Confini strettissimi, entro i quali non trova spazio nessuna delle misure caratterizzanti per la Lega: dalla cancellazione della riforma Fornero alla flat tax, fino al ponte sullo Stretto e all’autonomia differenziata che ridurrà il gettito destinato alla fiscalità generale.

La pistola sul tavolo

La strategia di Meloni sembra tracciata: occupare tutto lo spazio politico in vista delle elezioni europee con l’obiettivo elettorale del 30 per cento, mai dichiarato pubblicamente ma che i suoi fedelissimi ritengono raggiungibile. FdI intende costruire una campagna sui temi che la premier ha messo al centro della finanziaria: taglio delle tasse e soprattutto aiuti alle famiglie, scientemente tenendo fuori i cavalli di battaglia che invece farebbero comodo alla Lega.

Con i ministeri tenuti a guinzaglio corto, Salvini sta ragionando sulle contromosse. Tatticamente si è avvicinato fino ad adombrare una candidatura per il generale Roberto Vannacci, autore del libro che ha imbarazzato i vertici militari ma che solletica l’estrema destra e dunque potrebbe rubare elettorato a Meloni. Politicamente, invece, ha scelto il passo di lato. Meloni intende escludere la Lega nella gestione migratoria? «Vedremo cosa sapranno fare loro, con noi il numero degli sbarchi era diminuito», è il ragionamento di un dirigente leghista. L’argomento sarà al centro della campagna europea e Salvini intende continuare ad utilizzarlo, potendosi permettere anche qualche eccesso in più visto che non sarà direttamente coinvolto nella gestione. Del resto, si riflette in casa Lega, alle europee si vota con sistema proporzionale, ogni partito deve mostrare agli elettori le proprie specificità e per Salvini è vitale ritornare sulla doppia cifra, almeno al 10 per cento. Senza contare che ogni partito dell’attuale maggioranza fa parte di una diversa “famiglia” europea.

Salvini dovrà stare attento a tirare la corda, giocando a fare l’opposizione a FdI. Le avvisaglie sarebbero state notate già nell’ultimo consiglio dei ministri: «Meloni tiene la pistola carica sul tavolo», dice una fonte molto qualificata di Palazzo Chigi a Domani. «Non ha nessun problema a sparare se qualcuno tira troppo la corda». Fuor di metafora: l’argomento che la premier utilizza per evitare logoramenti è quello di minacciare i suoi alleati (deboli) il ritorno anticipato alle urne. Sul modello dello spagnolo Pedro Sanchez.

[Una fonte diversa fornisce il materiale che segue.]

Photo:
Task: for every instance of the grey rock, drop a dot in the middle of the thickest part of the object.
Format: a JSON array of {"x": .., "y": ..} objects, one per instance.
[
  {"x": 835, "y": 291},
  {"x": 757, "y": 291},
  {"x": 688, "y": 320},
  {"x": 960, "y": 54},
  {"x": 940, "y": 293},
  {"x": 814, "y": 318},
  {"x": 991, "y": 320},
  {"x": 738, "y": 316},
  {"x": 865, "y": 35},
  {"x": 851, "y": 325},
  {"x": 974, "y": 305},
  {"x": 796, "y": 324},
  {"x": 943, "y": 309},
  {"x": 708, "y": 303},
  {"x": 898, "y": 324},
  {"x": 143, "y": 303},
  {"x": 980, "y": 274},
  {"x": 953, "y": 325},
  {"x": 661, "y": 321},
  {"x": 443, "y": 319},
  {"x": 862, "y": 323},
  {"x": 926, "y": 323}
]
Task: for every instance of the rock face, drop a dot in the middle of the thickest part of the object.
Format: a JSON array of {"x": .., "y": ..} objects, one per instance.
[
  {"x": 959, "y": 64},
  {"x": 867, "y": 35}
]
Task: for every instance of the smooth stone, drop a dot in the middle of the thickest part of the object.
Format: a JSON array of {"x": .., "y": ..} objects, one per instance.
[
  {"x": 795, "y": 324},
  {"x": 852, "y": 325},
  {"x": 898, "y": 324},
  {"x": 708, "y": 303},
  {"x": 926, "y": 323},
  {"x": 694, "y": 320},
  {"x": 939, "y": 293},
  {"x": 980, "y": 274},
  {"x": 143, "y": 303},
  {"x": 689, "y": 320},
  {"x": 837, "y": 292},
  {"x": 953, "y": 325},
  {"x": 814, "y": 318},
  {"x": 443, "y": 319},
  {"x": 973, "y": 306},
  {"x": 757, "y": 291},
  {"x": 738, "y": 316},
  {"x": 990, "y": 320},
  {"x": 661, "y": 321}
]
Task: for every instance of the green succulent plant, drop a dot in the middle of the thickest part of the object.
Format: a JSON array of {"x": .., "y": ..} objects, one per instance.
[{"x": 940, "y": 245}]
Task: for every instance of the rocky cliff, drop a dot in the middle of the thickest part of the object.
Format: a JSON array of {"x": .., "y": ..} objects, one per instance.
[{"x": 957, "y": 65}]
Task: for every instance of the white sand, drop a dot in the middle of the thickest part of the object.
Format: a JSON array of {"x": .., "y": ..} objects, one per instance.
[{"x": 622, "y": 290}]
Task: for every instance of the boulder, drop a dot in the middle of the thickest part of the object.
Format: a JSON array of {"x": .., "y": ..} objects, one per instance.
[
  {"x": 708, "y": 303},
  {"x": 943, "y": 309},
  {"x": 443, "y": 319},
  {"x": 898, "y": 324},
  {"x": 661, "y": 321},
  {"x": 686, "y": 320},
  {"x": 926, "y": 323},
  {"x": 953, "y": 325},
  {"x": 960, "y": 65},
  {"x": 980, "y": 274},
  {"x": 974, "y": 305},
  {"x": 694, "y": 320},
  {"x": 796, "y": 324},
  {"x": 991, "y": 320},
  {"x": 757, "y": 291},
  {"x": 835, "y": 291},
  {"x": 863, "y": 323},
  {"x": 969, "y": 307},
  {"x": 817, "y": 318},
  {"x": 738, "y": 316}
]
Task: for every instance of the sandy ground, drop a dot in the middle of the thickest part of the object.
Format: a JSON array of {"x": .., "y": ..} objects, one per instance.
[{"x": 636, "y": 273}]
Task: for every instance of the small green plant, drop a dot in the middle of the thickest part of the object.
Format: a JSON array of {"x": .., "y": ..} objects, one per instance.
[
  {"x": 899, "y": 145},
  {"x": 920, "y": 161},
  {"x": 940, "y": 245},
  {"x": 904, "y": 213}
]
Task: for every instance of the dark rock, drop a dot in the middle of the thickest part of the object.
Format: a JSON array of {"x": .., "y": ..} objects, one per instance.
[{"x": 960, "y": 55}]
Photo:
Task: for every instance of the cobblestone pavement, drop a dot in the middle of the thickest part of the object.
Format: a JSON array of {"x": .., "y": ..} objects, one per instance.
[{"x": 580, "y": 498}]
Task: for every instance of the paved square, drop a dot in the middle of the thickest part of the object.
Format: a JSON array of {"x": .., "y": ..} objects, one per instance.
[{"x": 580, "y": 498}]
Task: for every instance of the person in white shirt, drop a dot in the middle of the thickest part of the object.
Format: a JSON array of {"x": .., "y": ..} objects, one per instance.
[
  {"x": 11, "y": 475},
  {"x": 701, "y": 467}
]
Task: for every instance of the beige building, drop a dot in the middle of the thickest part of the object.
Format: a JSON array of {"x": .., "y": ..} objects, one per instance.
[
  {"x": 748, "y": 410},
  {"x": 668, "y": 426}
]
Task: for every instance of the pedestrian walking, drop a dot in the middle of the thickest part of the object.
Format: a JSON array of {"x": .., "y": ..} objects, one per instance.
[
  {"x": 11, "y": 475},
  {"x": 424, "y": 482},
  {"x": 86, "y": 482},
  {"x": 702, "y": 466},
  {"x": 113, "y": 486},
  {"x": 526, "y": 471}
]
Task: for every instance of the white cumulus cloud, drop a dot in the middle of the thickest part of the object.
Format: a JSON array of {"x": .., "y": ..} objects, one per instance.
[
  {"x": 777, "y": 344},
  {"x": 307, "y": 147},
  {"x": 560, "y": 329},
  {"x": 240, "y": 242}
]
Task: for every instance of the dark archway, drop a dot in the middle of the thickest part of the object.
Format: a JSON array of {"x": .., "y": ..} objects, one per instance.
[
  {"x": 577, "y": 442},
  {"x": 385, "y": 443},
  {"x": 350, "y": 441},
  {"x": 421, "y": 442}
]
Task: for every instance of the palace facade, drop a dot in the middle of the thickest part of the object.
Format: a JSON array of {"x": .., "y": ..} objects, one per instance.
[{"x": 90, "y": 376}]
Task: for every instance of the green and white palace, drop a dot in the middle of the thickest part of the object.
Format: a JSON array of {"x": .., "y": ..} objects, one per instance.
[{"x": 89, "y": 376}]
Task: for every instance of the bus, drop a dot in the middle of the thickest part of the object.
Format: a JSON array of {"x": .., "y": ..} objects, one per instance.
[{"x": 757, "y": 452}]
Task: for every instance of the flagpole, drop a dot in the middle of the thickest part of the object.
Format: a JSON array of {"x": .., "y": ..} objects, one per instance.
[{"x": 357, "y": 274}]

Il ritornello è rimasto lo stesso dei giorni difficili della scelta dei ministri: quell’«io non sono ricattabile» che Meloni considera la premessa di tutte le sue decisioni politiche. Di questo rimane convinta anche ora che guida l’esecutivo da quasi un anno. Se la Lega tentasse di sabotarla sottobanco o puntasse a logorarla, lei sarebbe pronta a staccare la spina. Certa di uscire ancora più forte da nuove elezioni, mentre gli alleati ancora più deboli.